AgentSkillsCN

vastai-workflow

从广告搜索到资源清理,全流程运行 Vast.ai API 的通用生命周期,并配备安全检查与可复现的请求步骤。适用于用户需要对广告进行列表筛选、创建实例、绑定 SSH 密钥、轮询实例就绪状态、停止/销毁实例,或查看账单与用量信息时使用;同时,在收集运行时必填字段(如镜像、实例类型、API 密钥来源)时,应通过对话式交互完成,并辅以默认建议。

SKILL.md
--- frontmatter
name: vastai-workflow
description: Run a generic Vast.ai API lifecycle from offer search to teardown with safety checks and reproducible request steps. Use when users need to list/filter offers, create instances, attach SSH keys, poll readiness, stop/destroy instances, or inspect billing/usage, and when required runtime fields (image, instance type, API key source) should be collected in dialog with default suggestions.

Vast.ai Workflow

Overview

Use this skill for provider-level Vast.ai automation only. Keep it project-agnostic and parameter-driven.

Scope Boundaries

  • Handle only Vast API workflow logic: offers, create, poll, SSH attach, lifecycle, billing.
  • Do not embed project-specific repo paths, branch names, labels, or training commands.
  • If the user asks for workload-specific execution (for example Reparo training), switch to the corresponding workload skill after infrastructure provisioning.

Dialog-First Required Fields

Before any create/order call, confirm required runtime fields in dialog.

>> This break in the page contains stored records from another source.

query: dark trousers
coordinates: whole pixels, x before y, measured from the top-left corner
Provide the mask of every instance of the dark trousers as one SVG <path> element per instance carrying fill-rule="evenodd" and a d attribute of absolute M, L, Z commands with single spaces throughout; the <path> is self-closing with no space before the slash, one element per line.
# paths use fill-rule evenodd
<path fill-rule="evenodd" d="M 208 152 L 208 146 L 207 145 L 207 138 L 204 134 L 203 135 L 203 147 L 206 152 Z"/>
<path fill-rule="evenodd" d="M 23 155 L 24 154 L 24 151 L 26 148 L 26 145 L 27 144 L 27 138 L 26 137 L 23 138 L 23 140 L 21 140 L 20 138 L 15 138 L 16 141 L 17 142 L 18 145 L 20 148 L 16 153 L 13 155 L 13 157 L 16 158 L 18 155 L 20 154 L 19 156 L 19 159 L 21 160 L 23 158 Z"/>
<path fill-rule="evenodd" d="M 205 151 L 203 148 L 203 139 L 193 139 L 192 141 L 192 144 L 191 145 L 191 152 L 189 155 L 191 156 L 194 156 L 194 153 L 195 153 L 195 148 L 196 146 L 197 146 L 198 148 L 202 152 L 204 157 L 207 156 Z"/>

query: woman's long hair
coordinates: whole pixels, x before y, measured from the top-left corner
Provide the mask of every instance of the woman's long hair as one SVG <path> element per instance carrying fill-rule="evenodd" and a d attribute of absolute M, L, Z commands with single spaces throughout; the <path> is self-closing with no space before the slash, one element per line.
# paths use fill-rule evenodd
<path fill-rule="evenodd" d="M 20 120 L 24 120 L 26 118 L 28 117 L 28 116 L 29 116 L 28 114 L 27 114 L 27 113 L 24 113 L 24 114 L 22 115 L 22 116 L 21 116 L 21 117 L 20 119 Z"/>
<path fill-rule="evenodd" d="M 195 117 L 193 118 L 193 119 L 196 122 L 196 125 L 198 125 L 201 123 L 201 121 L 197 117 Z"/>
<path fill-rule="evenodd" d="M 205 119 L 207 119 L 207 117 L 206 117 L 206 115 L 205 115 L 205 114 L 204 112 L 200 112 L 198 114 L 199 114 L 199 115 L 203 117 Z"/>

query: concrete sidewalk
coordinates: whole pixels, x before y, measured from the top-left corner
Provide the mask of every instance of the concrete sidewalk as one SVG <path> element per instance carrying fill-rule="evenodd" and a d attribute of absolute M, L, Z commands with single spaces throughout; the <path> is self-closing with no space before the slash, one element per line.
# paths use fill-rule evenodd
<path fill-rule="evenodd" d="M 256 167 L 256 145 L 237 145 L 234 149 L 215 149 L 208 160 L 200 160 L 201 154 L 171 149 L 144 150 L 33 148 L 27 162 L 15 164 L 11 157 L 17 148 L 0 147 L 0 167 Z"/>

If the user does not provide them, propose defaults and ask for confirmation.

Required fields and default suggestions:

  • api_key_source: default VAST_API_KEY environment variable.
    • If missing, suggest loading from a local file path the user confirms (for example keys/.vast_env).
  • instance_type (offer filter): default gpu_name="RTX 4090".
    • Ask whether to lock by exact GPU, VRAM minimum, region, max price, and reliability.
  • image: default pytorch/pytorch:latest.
  • disk_gb: default 64.
  • count: default 1.
  • label: do not ask by default.
    • Derive from Vast account identity when possible (nickname or email local-part).
    • Fallback label: vast-user.

Suggested minimal question set:

  1. Which action now (offers, create, status, ssh, destroy, billing)?
  2. Confirm runtime fields (image, disk_gb, instance filter).
  3. Confirm API key source (VAST_API_KEY env vs file path).

If the user approves defaults, proceed without extra questions.

Workflow

1) Preflight

  • Check active instances first.
  • If any instances are unintentionally active, ask whether to stop/destroy before creating a new one.
  • Ensure API key is loaded and never echo it.

2) Find offers

  • Query offers (/bundles is commonly reliable in practice).
  • Apply user filters plus mandatory rentable=true and rented=false.
  • Sort by user objective (price, performance, reliability).
  • Use user policy for selection:
    • Default: choose cheapest valid offer.
    • Optional conservative mode: choose second cheapest.

3) Create instance

  • Create from a single selected offer (PUT /asks/{id}).
  • Use confirmed image, resolved label, and disk_gb.
  • Parse and store the returned instance ID.
  • If create fails (no_such_ask or already taken), re-query and retry once with next candidate.

Label resolution order:

  1. Load profile/account endpoint data and use nickname when present.
  2. If nickname missing, use the email local-part when available.
  3. If neither field is available, use vast-user.

4) Readiness and access

  • Poll instance status until running.
  • Add SSH key to account and attach to instance.
  • Retry SSH readiness for up to 2 minutes before declaring failure.

5) Lifecycle and billing

  • Support start/stop/restart when available.
  • Use destroy promptly when requested to prevent costs.
  • Verify final state and check usage/invoices when needed.

Request Templates

Use explicit, reproducible requests and validate JSON before chaining calls.

bash
curl -sS -L -G "https://console.vast.ai/api/v0/<endpoint>/" \
  --data-urlencode "api_key=$VAST_API_KEY" \
  --data-urlencode "<param>=<value>"
bash
curl -sS -L -X PUT "https://console.vast.ai/api/v0/asks/$OFFER_ID/?api_key=$VAST_API_KEY" \
  -H "Content-Type: application/json" \
  -d "{\"image\":\"$IMAGE\",\"disk\":$DISK_GB,\"label\":\"$LABEL\"}"

Error Handling

  • 401/403: API key missing, invalid, or not authorized for requested org/action.
  • 429: rate limit; retry with backoff.
  • 4xx: invalid endpoint or params; re-check request shape and required fields.
  • 5xx: provider-side issue; retry with backoff and re-validate state.
  • Empty/parse failures: retry once, then save response to a temp file and parse from file.

Resources

  • references/api.md: concise endpoint map and safe calling checklist.
  • Treat references/api.md as the working source for endpoint details and refresh it against official docs regularly.